Ana Sá Lopes –
Jornal i
Soares percebeu
antes dos outros que o regime estava a cair e precisava de um partido
constituído para quando chegasse a democracia. Mas a fundação do PS foi
aprovada com sete votos contra
As resistências
foram imensas, a começar em
Salgado Zenha. O núcleo da Acção Socialista Portuguesa de
Lisboa - a que pertencia a própria mulher de Mário Soares, Maria Barroso - não
queria fundar o Partido Socialista. Alguns dos que foram parar a Bad Munstereifel
não sabiam que aquele seria o congresso da fundação do PS. Na biografia “Mário
Soares - uma vida”, o jornalista e fundador do PS Mário Mesquita conta só ter
percebido em Bad
Munstereifel que o encontro se destinava a fundar o PS:
“Chegámos lá e encontrámos uma coisa que não sabíamos que íamos encontrar: a
reunião tinha sido preparada como destinada a fundar o PS e a nossa posição era
estranha, extemporânea. Os de Coimbra e de outros sítios, assim como a
representação no exílio, eram a favor. Em Lisboa não tínhamos a ideia de que
íamos discutir a possível fundação do partido. O Zenha não tinha ido porque
achava que não havia razão para lá ir. Ele e outros amigos em Lisboa diziam
algo do género: ‘Isto são coisas do Mário’”.
Mário Soares tinha
percebido a iminência do fim do regime e a urgência de ter um partido
constituído. Dirá, no mesmo livro, Alberto Arons de Carvalho: “Mário Soares
tinha muito mais essa percepção. Lembro-me, no congresso da fundação, dele a
dizer ‘o regime está no fim’. A maior parte da malta achava tudo óptimo mas
ninguém acreditava. Ele tinha a visão distanciada, global, e a nossa, que
vivíamos no dia-a-dia, era que isto estava intocável, firme”.
A ideia tinha
começado a germinar na cabeça de Mário Soares e de Tito de Morais algum tempo
antes: “Foi então que o Ramos da Costa, o Tito de Morais e eu começámos a
pensar seriamente em transformar a ASP em Partido Socialista. A
situação político-colonial deteriorava-se todos os dias em Portugal. A ‘primavera
política’ lançada por Marcelo Caetano tinha-se desprestigiado em absoluto aos
olhos dos portugueses. Chegaram-nos rumores seguros de que havia uma
conspiração militar em marcha e nós precisávamos de um instrumento - como eu
lhe chamava, um Stradivarius - com contactos europeus sólidos, para nos
podermos impor na hora H... Isto é, quando a revolução anticolonialista e
democrática triunfasse”, escreve Soares no seu livro “Um político assume-se”.
O congresso foi
organizado com o apoio da Fundação Friedrich Ebert, ligada ao SPD alemão.

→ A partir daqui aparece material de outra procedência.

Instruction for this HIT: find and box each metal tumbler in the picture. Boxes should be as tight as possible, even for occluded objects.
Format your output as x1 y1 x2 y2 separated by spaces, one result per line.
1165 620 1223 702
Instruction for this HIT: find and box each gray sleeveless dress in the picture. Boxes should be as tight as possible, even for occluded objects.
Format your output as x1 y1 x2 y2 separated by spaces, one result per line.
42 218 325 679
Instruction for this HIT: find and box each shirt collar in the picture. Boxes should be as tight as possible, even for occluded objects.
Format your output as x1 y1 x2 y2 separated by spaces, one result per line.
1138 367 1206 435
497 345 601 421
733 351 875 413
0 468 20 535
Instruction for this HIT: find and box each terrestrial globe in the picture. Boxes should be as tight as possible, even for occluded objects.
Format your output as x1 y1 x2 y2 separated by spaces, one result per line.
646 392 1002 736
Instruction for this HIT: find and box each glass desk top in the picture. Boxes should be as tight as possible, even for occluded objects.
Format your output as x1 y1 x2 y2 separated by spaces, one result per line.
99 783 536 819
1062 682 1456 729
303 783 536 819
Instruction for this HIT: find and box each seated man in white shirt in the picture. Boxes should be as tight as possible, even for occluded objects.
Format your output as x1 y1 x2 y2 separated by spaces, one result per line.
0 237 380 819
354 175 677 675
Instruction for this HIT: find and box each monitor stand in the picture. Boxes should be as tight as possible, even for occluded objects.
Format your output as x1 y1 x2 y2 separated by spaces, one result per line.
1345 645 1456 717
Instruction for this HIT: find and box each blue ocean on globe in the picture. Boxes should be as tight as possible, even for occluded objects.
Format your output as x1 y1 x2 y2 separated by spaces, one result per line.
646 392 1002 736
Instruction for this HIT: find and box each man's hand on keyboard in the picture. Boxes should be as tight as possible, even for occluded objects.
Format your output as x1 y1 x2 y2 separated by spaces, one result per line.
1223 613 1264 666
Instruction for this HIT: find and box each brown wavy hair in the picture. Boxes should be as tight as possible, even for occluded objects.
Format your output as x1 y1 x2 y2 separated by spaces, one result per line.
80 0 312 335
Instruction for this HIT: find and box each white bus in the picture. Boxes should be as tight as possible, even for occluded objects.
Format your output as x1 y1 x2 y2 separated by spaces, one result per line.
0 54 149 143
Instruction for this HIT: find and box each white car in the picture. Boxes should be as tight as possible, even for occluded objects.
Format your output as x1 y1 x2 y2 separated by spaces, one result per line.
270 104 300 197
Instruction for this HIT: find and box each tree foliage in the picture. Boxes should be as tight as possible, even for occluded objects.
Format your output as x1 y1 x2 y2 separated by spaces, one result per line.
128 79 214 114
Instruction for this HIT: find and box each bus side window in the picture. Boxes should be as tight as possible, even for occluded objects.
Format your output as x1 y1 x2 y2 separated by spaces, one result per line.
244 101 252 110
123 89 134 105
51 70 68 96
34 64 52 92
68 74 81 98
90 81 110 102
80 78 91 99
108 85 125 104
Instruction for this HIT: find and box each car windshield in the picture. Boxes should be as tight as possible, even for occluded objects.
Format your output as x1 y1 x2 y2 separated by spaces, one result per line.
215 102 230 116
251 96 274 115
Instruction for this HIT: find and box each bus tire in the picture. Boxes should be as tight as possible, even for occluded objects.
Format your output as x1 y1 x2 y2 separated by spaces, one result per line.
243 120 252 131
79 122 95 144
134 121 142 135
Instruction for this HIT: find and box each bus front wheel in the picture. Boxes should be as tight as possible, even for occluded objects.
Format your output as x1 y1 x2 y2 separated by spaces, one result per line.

“Foram os alemães que pagaram tudo, sobretudo os bilhetes de avião, que eram o
mais dispendioso”, escreve Soares. Manuel Tito de Morais é o responsável pela
organização e toda a logística do congresso da fundação. “O congresso não foi
fácil (...) a discussão mais dura ocorreu entre mim e o Mário Mesquita. Não fui
capaz de o convecer”, afirma Soares no livro.
Citado na biografia
de Soares, Mário Mesquita diz: “Ele [Mário Soares] convenceu o congresso. E
houve uma pessoa que teve uma posição muito clara no sentido de dizer ‘viemos
de Lisboa, temos um mandato, não podemos votar contra esse mandato. Podemos
daqui a seis meses fazer outro congresso, ponderando as razões que o secretário-geral
invoca, mas neste momento estamos vinculados a um mandato’. Era eu, com a minha
vocação para desmancha-prazeres”. Mas o próprio Mesquita reconhece que entre os
elementos de Lisboa não havia a noção que Mário soares tinha da iminência da
queda do regime: “Os exilados teriam mais pressa devido à sua situação. E é
preciso dizer que em Portugal não havia a percepção transmitida por Mário
Soares de que o regime podia estar à beira do fim (...) havia uma grande
diferença entre o estado de espírito dele, achando que o regime ia cair em
breve e o ponto de vista no núcleo de Lisboa que vivia num grande desânimo”. O
PS foi fundado com sete votos contra - entre os quais o de Mário Mesquita e o
de Maria Barroso, casada com Mário Soares e a única mulher presente na fundação.